An intelligent strategy, since it puts on the strengths of Microsoft: rather than exhausting its own foundation model to compete with Openai, Anthropic and Google, Microsoft would thus be content to do what it has always been very well done, namely to get out of products that meet the needs of companies, marketers them and selling them effectively, responding to the imperative of the IA genetive. For the time being somewhat disappointing.
The computer giant thus develops, under the code name Phi, a series of small specialized language models, which can be used by computer science on the outskirts and on computers, and from a single GPU, making them much more economical to use. The objective: to make AI a convenience usable by all, and thus ensure a preponderant place in the change of platform that this technology increases.
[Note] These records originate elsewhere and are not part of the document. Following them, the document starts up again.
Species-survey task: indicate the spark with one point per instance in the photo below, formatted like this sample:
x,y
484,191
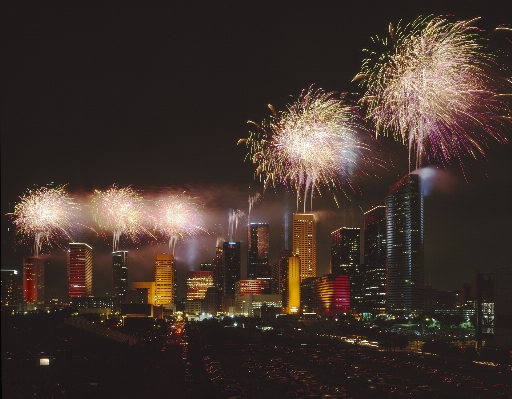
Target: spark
x,y
121,211
315,142
434,87
46,214
178,216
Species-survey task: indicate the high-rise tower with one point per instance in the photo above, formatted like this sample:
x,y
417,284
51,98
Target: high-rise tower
x,y
33,280
79,270
164,280
304,243
405,240
258,266
232,259
375,258
119,273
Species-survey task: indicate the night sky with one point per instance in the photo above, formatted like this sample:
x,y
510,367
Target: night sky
x,y
156,94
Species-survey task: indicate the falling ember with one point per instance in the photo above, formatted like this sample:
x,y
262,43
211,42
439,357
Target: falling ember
x,y
122,211
46,214
177,216
434,87
314,143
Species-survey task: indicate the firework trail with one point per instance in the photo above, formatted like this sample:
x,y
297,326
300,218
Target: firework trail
x,y
46,214
314,142
252,200
122,211
434,89
234,216
177,216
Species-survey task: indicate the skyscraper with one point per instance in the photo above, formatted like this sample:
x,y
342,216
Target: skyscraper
x,y
232,263
33,280
345,259
304,243
79,270
258,266
405,256
375,258
119,273
164,281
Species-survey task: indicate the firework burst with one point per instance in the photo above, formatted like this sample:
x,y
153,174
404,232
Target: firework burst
x,y
177,216
314,142
122,211
433,88
46,214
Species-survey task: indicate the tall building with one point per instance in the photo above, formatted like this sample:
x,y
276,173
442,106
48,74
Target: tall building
x,y
119,273
345,259
293,288
79,270
375,258
258,266
232,263
405,257
304,243
197,284
9,287
165,281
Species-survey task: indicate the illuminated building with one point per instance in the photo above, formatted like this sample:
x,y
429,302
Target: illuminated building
x,y
244,288
375,258
146,290
304,243
119,273
405,256
9,287
345,259
293,289
79,270
231,256
258,266
164,281
332,295
197,284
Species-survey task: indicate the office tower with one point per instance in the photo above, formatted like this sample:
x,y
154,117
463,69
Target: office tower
x,y
232,259
405,257
119,273
375,258
146,291
293,288
164,281
79,270
197,284
304,243
9,287
258,266
345,259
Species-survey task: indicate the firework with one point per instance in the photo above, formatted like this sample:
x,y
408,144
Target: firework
x,y
46,214
122,211
178,216
315,142
433,88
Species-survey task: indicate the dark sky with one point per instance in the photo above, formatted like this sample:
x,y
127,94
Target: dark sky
x,y
157,94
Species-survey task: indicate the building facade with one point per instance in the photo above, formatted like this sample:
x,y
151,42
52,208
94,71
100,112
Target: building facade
x,y
375,255
304,243
119,273
405,241
79,270
165,279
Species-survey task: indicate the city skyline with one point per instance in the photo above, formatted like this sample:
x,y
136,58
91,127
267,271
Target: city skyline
x,y
155,111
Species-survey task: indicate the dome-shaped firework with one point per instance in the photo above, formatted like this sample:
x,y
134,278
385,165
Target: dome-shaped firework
x,y
122,211
314,142
435,89
47,214
177,216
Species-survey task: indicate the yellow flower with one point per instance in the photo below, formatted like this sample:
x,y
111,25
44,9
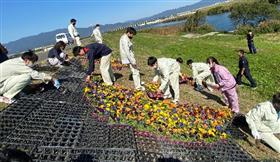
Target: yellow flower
x,y
86,90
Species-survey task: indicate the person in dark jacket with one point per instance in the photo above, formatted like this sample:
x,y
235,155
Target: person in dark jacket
x,y
3,53
94,52
244,70
56,56
250,41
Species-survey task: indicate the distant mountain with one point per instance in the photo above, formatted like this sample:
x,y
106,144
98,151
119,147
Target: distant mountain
x,y
48,38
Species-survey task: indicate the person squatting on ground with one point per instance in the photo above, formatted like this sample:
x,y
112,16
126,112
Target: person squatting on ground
x,y
127,56
94,52
201,72
97,34
56,56
3,53
264,122
244,70
73,32
17,73
225,82
168,70
250,42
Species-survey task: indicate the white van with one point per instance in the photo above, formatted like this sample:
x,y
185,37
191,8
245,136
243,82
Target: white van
x,y
65,37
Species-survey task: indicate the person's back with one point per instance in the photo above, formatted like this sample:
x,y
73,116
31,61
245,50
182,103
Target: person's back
x,y
168,64
268,122
250,37
97,34
224,78
98,50
264,122
200,67
126,50
3,53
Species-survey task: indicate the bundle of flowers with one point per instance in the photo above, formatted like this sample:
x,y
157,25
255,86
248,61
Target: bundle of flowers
x,y
116,64
186,121
185,79
151,89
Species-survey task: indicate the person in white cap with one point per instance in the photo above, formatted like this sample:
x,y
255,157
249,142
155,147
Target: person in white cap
x,y
201,72
73,32
17,73
169,71
127,56
264,122
97,34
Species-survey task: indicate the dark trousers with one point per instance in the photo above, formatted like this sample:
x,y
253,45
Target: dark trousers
x,y
248,75
252,47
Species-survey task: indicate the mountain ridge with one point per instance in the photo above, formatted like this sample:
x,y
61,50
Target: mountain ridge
x,y
47,38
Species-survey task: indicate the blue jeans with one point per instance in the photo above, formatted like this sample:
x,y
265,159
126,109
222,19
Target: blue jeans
x,y
252,47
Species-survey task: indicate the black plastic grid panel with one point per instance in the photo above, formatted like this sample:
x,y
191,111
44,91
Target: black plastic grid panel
x,y
148,143
33,128
121,136
57,154
94,135
62,127
12,116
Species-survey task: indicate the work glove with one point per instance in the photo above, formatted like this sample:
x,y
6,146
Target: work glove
x,y
256,134
56,84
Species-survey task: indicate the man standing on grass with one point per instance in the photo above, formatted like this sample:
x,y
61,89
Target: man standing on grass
x,y
264,122
3,53
169,71
127,56
244,70
201,72
15,74
97,34
250,41
73,32
94,52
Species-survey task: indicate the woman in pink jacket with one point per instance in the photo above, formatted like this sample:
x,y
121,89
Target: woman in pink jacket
x,y
225,82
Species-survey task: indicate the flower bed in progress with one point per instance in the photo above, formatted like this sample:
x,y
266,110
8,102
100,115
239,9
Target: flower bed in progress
x,y
187,121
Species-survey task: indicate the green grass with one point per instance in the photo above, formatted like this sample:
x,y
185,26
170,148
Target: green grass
x,y
264,66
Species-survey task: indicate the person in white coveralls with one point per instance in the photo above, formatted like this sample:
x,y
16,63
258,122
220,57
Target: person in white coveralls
x,y
127,56
169,71
97,34
17,73
201,72
264,122
73,32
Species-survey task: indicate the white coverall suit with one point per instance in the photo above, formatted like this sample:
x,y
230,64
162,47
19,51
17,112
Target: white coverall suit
x,y
265,120
74,34
97,35
127,57
15,75
201,71
169,71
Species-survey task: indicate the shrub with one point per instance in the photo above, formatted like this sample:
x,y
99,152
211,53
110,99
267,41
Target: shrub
x,y
243,29
194,21
269,26
206,28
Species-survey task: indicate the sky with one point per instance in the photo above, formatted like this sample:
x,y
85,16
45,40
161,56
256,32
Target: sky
x,y
21,18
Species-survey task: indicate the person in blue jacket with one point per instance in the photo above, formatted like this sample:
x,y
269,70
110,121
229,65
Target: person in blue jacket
x,y
244,70
94,52
3,53
56,56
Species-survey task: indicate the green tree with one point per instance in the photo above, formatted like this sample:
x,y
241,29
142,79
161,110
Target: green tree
x,y
255,12
274,1
195,20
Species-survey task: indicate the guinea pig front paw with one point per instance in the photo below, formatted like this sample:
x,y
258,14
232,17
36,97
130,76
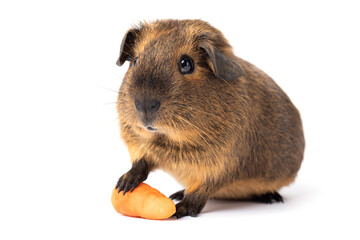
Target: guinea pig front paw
x,y
128,182
187,208
178,195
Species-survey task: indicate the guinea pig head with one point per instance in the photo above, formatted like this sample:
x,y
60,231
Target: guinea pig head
x,y
180,80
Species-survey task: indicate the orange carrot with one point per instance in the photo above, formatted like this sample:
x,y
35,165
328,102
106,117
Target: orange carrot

Microsoft is of course not the only one to explore this horizon: Amazon and Alibaba, among others, also work this track. But Microsoft has the advantage of being able to rely on Openai.
Manage the Trump administration
If in the medium and long term, Microsoft must think of its strategy around the AI, in the shorter term, it must deal with another difficulty: Donald Trump, who has always maintained conflictual relationships with the world of tech and seems to want to adopt an approach to the fight against monopolies in line with that of his predecessor. Trump also went on a crusade against Dei (diversity, equity and inclusion), the policies implemented by large companies to give more room to minorities and respond to the demands of the American left following the giant social movements following the death of George Floyd in the summer of 2020.
There too, Microsoft can capitalize on its forces: the first major tech company to have undergone an anti -trime trial in the late 1990s, during which she had just escaped dismantling, she has since become an ace of sober, but effective lobbying. During Donald Trump’s first mandate, unlike Jeff Bezos and Mark Zuckerberg (who are now redoubling their efforts to restore their coat of arms to the president), Satya Nadella took care not to make herself an enemy of the president, without avoiding being displayed too openly with him so as not to offend the American progressive public and his own employees, very mostly democrats.
A strategy pursued since the start of Trump’s second term, Microsoft’s leader who has made discreet visits to Mar-A-Lago and gave a million dollars for the president’s inauguration ceremony. But he did not go to the ceremony, opting rather for Davos. At the same time, where companies like Amazon, Meta and Google have cut in their dei policy, even removed it, Microsoft reaffirmed its commitment in this sense in January through the voice of its Chief Diversity Officer, Lindsay-Rae McIntyre, which said that diversity allowed the company to offer better products to the public. However, the company has also taken symbolic measures likely to please the Trump administration, such as the immediate dismissal of two employees who interrupted an event organized for the 50th anniversary of the company with pro-Palestinian slogans.
While the Trump administration must soon establish rules potentially restoring the installation of data centers by the American cloud giants in certain hostile countries and providing its own regulation framework for AI, Microsoft has every interest in not having too many enemies in the White House, while walking on eggs to avoid being displayed too much with Trump and paying for the public, as Elon Musk recently experienced. Fortunately, its leader seems to be master in this approach.